八村塁と河村勇輝が示す「世界基準」 バスケ日本代表、ワールドカップ予選Window4で問われる「最強チーム」の現在地 (2ページ目)
【前日練習で見せた八村と河村のワークアウトの意図】
河村勇輝もNBA挑戦3年目を迎える選手としての成長を、日本のコートで示した photo by Yoshio Kato 同じことは、NBA定着を目指し、技術や体づくり等でたゆまぬ努力を重ねてきた河村にも言えることだ。八村は韓国との強化試合の初戦で3Pを3本決めるなど22得点を記録し、彼がコンディション調整のために欠場した2戦目では、河村が3Pを4本ねじ込むなどして24得点を挙げた。ふたりの個の技術や体の強さ、集中力はやはり傑出したものがあった。
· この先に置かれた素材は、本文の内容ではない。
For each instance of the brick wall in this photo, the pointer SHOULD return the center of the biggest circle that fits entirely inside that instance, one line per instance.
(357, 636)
「塁が入って、最初のあれ......すごいっす。びっくりしました。やっぱり世界の最高峰でやっている先発の選手で、決定力は絶対に日本の武器になると思いました」
韓国戦初戦後のコート上でのインタビューで八村のパフォーマンスについて聞かれた日本の桶谷ヘッドコーチは、なかばファンの反応を代弁するかのような話しぶりをした。「最初のあれ」とは八村が2本の3Pを含めて試合開始から2分半で9得点を記録したことを指した。
韓国との2連戦の前日練習におけるふたりの取り組み方も印象的だった。八村はワシントン・ウィザーズ時代にコーチ陣として在籍していたライアン・リッチマンアシスタントコーチ(アルバルク東京HC)らとワークアウトに取り組んだ。一方、河村はアメリカでも彼の個人技量のトレーニングを見ているプレーヤーディベロップメントコーチのヘンリー・ウージュニア氏と汗を流した。ほかの選手たちがシューティングをするなか、ふたりともより実践的なドリルで汗を流していた。
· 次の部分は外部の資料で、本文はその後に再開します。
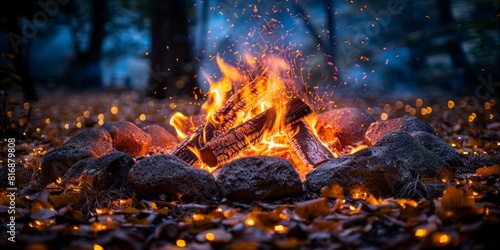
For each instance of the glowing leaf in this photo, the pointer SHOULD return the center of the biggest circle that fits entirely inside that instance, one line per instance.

「(アメリカで)バスケをやっていて、3Pを打つだけではなく、ペイントに入ってターンアラウンドのシュートや体をぶつけながらのシュートが増えてきているので、5対5の時だけでなくワークアウトのところにも実戦的なものを入れていきたいなという気持ちで入れています」
河村はワークアウトの意図について、こう答えた。メディアが見たのはあくまでわずかな時間でしかなかったものの、八村と河村の取り組みには、なるほど「世界基準」とはこういうものかと思わせるところがあった。